Take the electric Chevy Bolt, which consumes an average of 29 kWh per 100 miles, or the Tesla Model S, which consumes 28 kWh per 100 miles. The Tesla covering 12,000 miles (19,312 km) would require 3,360 kWh of electricity, or 3.36 MWh/ year. If this electricity came from a field of 2-axis CPV solar panels, those two acres needed to support a single Canola bio-diesel-fueled car could provide enough power for 212 Model S Tesla's and even when compared with a single acre of Algae-based bio-diesel, which could support 70 cars, the same space covered with 2-axis CPV solar panels would support 106 Tesla's or 135 Chevy Bolt's.
These are figures, and one can disagree about the exact acreage and efficiency of solar panels at different locations, but the argument is that however you quantify it, solar electricity is a more efficient fuel than bio-diesel and although bio-diesel is perhaps carbon-neutral at the point of use, local emissions are present.

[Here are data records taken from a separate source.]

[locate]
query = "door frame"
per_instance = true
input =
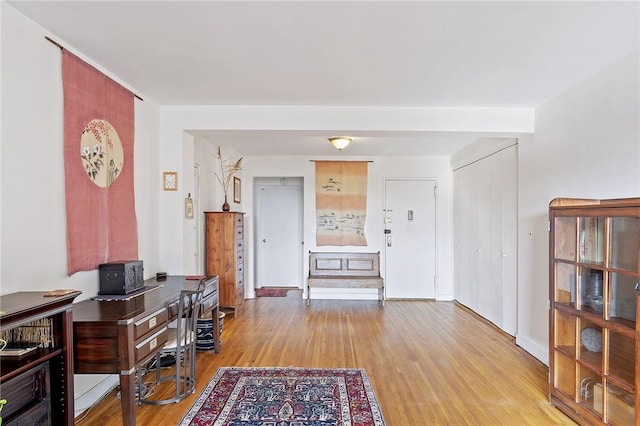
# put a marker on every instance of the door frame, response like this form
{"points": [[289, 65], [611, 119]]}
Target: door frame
{"points": [[435, 219], [277, 182]]}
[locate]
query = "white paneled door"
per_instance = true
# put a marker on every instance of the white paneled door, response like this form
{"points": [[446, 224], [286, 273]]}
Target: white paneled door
{"points": [[410, 238], [279, 217]]}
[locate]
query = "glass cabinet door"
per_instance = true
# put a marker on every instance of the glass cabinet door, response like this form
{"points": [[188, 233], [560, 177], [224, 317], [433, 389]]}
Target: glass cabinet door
{"points": [[595, 282]]}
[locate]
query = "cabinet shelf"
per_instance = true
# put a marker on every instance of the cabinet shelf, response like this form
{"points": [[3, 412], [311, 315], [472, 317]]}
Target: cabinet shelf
{"points": [[593, 274], [14, 366]]}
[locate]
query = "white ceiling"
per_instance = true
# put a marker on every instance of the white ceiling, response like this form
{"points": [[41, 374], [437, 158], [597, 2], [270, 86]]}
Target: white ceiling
{"points": [[338, 53]]}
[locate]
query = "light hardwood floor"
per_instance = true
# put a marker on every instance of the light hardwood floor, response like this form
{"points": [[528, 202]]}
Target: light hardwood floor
{"points": [[430, 363]]}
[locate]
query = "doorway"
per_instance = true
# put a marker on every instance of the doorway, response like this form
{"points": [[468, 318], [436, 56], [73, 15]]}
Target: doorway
{"points": [[279, 233], [410, 238]]}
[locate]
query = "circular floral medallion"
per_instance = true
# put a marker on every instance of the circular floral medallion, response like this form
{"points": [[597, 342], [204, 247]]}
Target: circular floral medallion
{"points": [[101, 152]]}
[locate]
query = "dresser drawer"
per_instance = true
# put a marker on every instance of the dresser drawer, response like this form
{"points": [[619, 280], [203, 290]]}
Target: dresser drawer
{"points": [[151, 344], [149, 323]]}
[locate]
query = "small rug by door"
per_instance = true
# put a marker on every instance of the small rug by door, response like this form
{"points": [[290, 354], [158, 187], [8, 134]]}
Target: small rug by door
{"points": [[271, 292], [286, 397]]}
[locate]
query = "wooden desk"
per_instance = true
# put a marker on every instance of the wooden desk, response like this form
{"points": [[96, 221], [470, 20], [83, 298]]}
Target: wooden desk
{"points": [[115, 337]]}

An acre of desert PV will easily yield 300,000 kWh (150 kW per acre x 2,000 hours of direct normal sun) and a million miles per year for an EV. Since 2,500 to 3,000 hours are available in many places, the figure jumps to between 375,000 and 450,000 kWh per year, yielding between 1.25 million and 1.5 million per miles per year. In other words, the output from (more expensive) ethanol is little more than a rounding error compared to the output from PV. The real choice is between a million miles per acre per year, costing 2 to 4 cents each from the sun, or 10,000 miles per year costing 12 to 20 cents from a cornfield that would be better served making food.
So laying aside special interests, where are you in your thought process related to this specific topic? Bio-diesel or solar?